Growls and guttural screeches from the tyrannical lesbo cafeteria lady/man during breakfast shocked the hobos into focus. Flinging goo onto greasy trays and making harsh comments to all. Think that bear shaped bitch was drunk. Soft mumblings from the grime covered tables, men huddled over their trays spooning in the slop. Sipped my Victory coffee in depressed resentment. Cold. And cold in a way that is deep down inside. Feeling a sour mood.
Breakfast consisted of a thin pink stew with chunks of something in it that made it look a lot like vomit. There was a puddle of the mess on the table and I just twirled my spoon in it while listening to snatches of dialog drift across the room. I just had the banana. Jeff from Pensacola made light patter. He wants to cut town and go back to Florida, the Old Folks Graveyard. Decided to drag myself out into the morning mist and to work.
Work was great. Worked by myself and we sold out. Time flew by. Afterwards, jumped the blue line back to Vinnies and that sun beating down all hot and nasty. Pigeons dived and swooped around the station spreading their vermin. I hate nature.

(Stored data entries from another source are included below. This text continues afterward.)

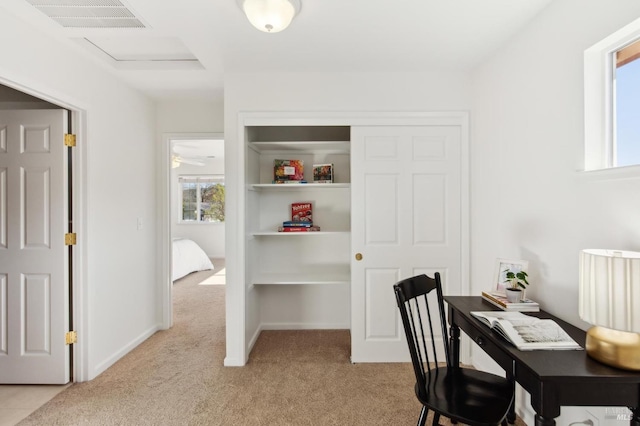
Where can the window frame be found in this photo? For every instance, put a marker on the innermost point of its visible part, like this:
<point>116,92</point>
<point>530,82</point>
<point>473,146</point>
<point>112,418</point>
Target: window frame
<point>599,101</point>
<point>217,178</point>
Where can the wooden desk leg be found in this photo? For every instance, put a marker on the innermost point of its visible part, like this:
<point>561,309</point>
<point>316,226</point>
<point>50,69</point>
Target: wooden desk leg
<point>635,419</point>
<point>511,415</point>
<point>541,421</point>
<point>454,345</point>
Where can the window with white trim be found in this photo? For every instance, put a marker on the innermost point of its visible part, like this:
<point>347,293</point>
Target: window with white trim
<point>612,100</point>
<point>626,111</point>
<point>202,198</point>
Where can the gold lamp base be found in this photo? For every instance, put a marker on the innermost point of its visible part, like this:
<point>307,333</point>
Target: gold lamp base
<point>619,349</point>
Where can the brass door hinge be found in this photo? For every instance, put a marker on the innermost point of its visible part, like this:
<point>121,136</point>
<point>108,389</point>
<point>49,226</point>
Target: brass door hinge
<point>71,337</point>
<point>70,239</point>
<point>69,139</point>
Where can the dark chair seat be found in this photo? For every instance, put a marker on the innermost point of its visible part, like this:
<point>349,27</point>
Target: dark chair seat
<point>468,396</point>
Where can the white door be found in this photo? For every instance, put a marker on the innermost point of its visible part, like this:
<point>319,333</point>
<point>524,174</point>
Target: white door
<point>33,257</point>
<point>406,220</point>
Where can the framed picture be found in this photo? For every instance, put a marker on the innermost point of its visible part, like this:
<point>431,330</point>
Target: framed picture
<point>502,265</point>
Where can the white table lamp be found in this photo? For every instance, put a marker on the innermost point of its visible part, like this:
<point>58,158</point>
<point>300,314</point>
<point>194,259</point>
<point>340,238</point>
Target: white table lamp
<point>610,301</point>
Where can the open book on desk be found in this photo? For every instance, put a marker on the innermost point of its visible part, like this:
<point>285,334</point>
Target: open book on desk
<point>526,332</point>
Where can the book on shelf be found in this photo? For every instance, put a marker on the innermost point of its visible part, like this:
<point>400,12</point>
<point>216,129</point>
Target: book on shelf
<point>500,300</point>
<point>526,332</point>
<point>323,173</point>
<point>301,212</point>
<point>296,182</point>
<point>288,171</point>
<point>313,228</point>
<point>292,224</point>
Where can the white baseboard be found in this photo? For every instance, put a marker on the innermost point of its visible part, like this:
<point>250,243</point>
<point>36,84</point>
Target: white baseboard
<point>104,365</point>
<point>302,326</point>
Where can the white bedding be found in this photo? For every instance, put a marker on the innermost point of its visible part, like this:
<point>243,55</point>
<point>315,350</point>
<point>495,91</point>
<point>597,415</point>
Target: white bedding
<point>188,257</point>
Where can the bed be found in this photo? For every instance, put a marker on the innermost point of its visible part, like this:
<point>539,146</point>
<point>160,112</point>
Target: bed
<point>188,257</point>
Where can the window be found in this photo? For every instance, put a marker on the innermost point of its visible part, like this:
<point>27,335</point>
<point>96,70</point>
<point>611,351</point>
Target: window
<point>626,138</point>
<point>202,198</point>
<point>612,101</point>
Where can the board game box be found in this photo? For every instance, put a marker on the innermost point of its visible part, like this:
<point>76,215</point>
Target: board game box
<point>301,212</point>
<point>288,170</point>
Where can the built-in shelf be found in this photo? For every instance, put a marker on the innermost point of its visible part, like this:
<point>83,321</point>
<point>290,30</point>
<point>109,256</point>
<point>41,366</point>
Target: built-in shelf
<point>282,186</point>
<point>302,279</point>
<point>291,234</point>
<point>301,147</point>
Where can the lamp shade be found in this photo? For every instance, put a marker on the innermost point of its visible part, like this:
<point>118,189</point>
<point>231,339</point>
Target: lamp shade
<point>610,289</point>
<point>270,16</point>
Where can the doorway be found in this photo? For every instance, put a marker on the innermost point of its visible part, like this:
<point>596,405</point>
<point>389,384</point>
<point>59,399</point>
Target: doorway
<point>38,182</point>
<point>193,211</point>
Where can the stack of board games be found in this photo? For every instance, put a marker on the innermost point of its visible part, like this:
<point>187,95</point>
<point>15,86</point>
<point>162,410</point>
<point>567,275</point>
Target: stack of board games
<point>288,171</point>
<point>301,219</point>
<point>323,173</point>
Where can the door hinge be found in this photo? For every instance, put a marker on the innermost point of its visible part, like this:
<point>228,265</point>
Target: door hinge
<point>70,239</point>
<point>71,337</point>
<point>69,139</point>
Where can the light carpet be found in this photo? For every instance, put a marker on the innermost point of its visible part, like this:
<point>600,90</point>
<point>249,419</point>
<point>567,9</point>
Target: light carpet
<point>176,377</point>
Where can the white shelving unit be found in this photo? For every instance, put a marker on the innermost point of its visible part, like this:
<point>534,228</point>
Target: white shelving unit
<point>298,258</point>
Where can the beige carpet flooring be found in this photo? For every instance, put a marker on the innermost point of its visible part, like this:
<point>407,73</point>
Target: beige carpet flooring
<point>177,377</point>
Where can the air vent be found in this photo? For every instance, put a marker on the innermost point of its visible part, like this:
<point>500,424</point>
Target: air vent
<point>88,13</point>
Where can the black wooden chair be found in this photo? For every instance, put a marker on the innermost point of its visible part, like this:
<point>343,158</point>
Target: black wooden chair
<point>463,395</point>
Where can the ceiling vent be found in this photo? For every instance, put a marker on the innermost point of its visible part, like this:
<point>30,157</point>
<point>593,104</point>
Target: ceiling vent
<point>88,13</point>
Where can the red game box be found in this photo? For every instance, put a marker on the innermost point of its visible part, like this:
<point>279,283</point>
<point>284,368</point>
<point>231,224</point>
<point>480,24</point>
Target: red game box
<point>301,212</point>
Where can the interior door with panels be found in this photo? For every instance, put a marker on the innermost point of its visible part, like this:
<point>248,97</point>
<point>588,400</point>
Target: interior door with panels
<point>406,220</point>
<point>34,308</point>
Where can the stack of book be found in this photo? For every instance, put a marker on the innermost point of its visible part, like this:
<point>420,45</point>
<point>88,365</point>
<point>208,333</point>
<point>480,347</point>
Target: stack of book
<point>293,226</point>
<point>500,300</point>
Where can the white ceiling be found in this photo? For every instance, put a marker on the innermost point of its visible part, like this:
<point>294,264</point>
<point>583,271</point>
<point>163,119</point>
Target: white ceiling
<point>187,45</point>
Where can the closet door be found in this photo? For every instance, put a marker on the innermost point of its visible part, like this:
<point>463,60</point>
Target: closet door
<point>405,220</point>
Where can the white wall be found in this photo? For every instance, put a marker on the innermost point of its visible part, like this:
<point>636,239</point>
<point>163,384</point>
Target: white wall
<point>304,92</point>
<point>190,116</point>
<point>529,200</point>
<point>117,292</point>
<point>209,236</point>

If you stand still long enough, something will shit on you. Was crossing the station platform when someone boomed out my name and the echo reverbs scared the crap out of six pigeons and a bag lady. Literally. The lady shit right onto the cement a thick stagnant caramel colored discharge. A small child began to cry.
It was Pensacola Jeff calling out to me with the sad news that he got the boot from work so's he's going back to Pensacola. Okay. Walking through the throng of paralyzed phantoms to the shelter a block from the trolley station, this old black hag was straining to push her cart down the broken sidewalk. Dressed in tattered clothes covered in shit and a blond wig, she sneezed and her dentures flew out of her mouth and onto the dusty ground next to the sidewalk. She grabbed them up and after washing them off with a cup of stale coffee, placed them back into her diseased festering hole.
I looked at Jeff and stated flatly, "I can die now. I have finally seen it all."
"Yeah." Jeff laughed, "We call her Freakshow."
I lit a Lucky Strike and moved on.
Grumblings from the natives. A heavy air of depression hangs over this place like a thick smelly funk. I have been here too long. The bum kicks piling up far past my tolerance level. I want to move out on the eighth of July into a nice apartment I found, but my patience is wearing really thin. Seems to be surrounded by complete idiots. No one here I want to associate with. I had a very low opinion of homeless folk before entering this place and I tell you, it has gotten worse.
Pardon this rant, but the burden is becoming too great.

3 comments:

rich said...

Masturbate away there my friend. It's therapy for the soul. And we're here to watch.... err... listen.

Óscar David López said...

bip bip bip bip. I'm excited. ¿... a favor? Plis. Plis. Plis.
I send kisses from my broken mouth...
Óscar David.

Dingle-Dangle said...

If there is watchin' to be done I best stop my own masturbatory sagas. Don't think I'd care to miss this. Besides, enough about me. Let's what you.